AYTUĞ ATICI (Mersin) - Teşekkür ederim Sayın Başkan.

Değerli milletvekili arkadaşlarım, çakma tam gün tasarısının artık sonuna geldik, yürütme ve yürürlük maddelerini konuşuyoruz. 55'inci madde nedeniyle ben de nelere parmak kaldırdınız, onları bir hatırlatmak istiyorum ve bu vesileyle de ayakkabı kutularına tamah etmeyen, alın teri dışında bir değere yan gözle bile bakmayan milletvekillerini saygıyla selamlıyorum.

Değerli arkadaşlarım, bugün, on bir yıldır Türkiye'nin gündeminden çıkarılamayan, tam yetkili olduğunuz hâlde çıkaramadığınız tam günü, çakma tam günü tekrar tekrar konuştuk ve bu tasarı hazırlıkla beraber sekiz dokuz aydır Meclisimizi, komisyonlarımızı işgal etti durdu. Şimdi, bu yasayla nelere el kaldırdınız, nelerin vebalini aldınız, size kısaca hatırlatacağım ve bu akşam muhtemelen rahat uyuyamayacaksınız.

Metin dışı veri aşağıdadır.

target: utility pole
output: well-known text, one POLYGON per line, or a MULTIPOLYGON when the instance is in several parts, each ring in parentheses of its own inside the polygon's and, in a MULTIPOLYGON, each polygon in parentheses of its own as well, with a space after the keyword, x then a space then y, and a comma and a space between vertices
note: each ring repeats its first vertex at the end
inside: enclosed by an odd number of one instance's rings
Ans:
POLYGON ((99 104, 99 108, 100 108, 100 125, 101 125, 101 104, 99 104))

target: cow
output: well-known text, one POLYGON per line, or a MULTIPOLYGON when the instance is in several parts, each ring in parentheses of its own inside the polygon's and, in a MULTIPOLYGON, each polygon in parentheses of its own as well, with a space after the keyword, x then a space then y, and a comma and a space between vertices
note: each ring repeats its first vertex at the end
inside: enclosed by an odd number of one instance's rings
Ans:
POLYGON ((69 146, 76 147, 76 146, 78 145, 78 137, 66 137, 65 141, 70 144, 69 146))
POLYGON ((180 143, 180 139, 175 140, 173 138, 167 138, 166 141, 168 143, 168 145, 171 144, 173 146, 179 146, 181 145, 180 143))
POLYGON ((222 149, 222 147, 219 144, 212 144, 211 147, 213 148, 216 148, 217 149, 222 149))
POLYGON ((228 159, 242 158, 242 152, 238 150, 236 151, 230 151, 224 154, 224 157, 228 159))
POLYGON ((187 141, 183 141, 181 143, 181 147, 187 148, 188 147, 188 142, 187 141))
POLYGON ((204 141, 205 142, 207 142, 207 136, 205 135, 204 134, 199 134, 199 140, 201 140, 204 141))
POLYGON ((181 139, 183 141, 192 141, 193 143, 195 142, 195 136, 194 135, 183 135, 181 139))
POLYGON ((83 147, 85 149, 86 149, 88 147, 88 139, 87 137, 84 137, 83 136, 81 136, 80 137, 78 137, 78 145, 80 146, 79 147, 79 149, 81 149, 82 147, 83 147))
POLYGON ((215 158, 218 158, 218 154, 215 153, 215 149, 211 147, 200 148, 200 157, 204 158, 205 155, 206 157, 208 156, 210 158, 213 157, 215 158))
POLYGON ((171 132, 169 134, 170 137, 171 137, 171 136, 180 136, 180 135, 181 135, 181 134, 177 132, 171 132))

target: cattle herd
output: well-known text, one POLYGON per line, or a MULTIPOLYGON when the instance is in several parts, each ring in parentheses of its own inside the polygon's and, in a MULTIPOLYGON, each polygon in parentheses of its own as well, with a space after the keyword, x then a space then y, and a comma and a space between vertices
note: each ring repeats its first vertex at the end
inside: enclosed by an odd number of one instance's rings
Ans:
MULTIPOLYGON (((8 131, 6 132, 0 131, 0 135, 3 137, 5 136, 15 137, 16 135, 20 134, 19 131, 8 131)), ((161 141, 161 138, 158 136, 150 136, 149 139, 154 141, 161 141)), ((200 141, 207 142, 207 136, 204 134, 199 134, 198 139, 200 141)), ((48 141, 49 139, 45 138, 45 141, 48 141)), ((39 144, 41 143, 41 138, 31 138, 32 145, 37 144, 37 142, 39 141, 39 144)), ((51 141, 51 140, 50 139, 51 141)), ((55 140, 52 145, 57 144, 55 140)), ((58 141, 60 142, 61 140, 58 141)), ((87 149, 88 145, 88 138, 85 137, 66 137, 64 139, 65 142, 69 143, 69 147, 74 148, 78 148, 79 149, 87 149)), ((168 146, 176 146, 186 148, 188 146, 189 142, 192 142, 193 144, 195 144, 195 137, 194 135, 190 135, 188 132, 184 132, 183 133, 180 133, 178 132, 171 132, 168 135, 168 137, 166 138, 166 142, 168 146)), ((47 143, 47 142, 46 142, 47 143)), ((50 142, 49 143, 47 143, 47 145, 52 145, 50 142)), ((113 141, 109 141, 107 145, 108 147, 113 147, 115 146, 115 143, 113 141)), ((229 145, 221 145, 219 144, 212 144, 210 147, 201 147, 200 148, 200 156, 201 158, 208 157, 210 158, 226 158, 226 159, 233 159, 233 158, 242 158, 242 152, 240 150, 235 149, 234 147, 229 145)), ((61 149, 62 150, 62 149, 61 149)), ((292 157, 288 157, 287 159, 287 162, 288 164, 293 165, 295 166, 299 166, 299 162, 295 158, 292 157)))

Bu tasarıya "Evet." Diyerek, milletin mahrem bilgilerinin satılmasına "Evet." dediniz. Sizi halka havale ediyorum.

Bu yasa tasarısıyla imtiyazlı insanlara yani sizin yandaş ve candaşınız olması muhtemelen olan bazı doktorlara -ki bunlar yurt dışına kaçıp, mecburi hizmet yapmayıp çeşitli kurumlara hizmet etmişlerdi- dediniz ki: "Dönün gelin, sizi mecburi hizmetten muaf tutuyorum, üstelik, ödül olarak da sizi özel hastaneye yerleştiriyorum kadro şartı aramadan." Helal olsun size! Çok yakıştı doğrusu bu size.

Bu tasarıya el kaldırarak dediniz ki: "Üniversitede çalışan doktorların, hocaların, doçentlerin, profesörlerin yarısı dışarıda çalışabilir, yarısı çalışamaz." Hangisi çalışır? Kim çalışır? Kim daha çok nereye yanaşır? Bunu sağladınız. Helal olsun size!

Bu yasaya "Evet." diyerek üniversitelere yeniden hoca farkı getirdiniz. Hani siz, hep, böyle, siyaset yaparak "Hoca farkı yok, hoca farkı yok." diyordunuz ya, el kaldırarak hoca farkı getirdiniz. Sizi millete havale ediyorum.

İş yeri hekimliğini gene paçavraya çevirdiniz. İş yeri hekimliği için sertifikayı kaldırdınız, iş güvenliğini, işçilerin sağlığını hiçe saydınız. Sizi işçilere havale ediyorum.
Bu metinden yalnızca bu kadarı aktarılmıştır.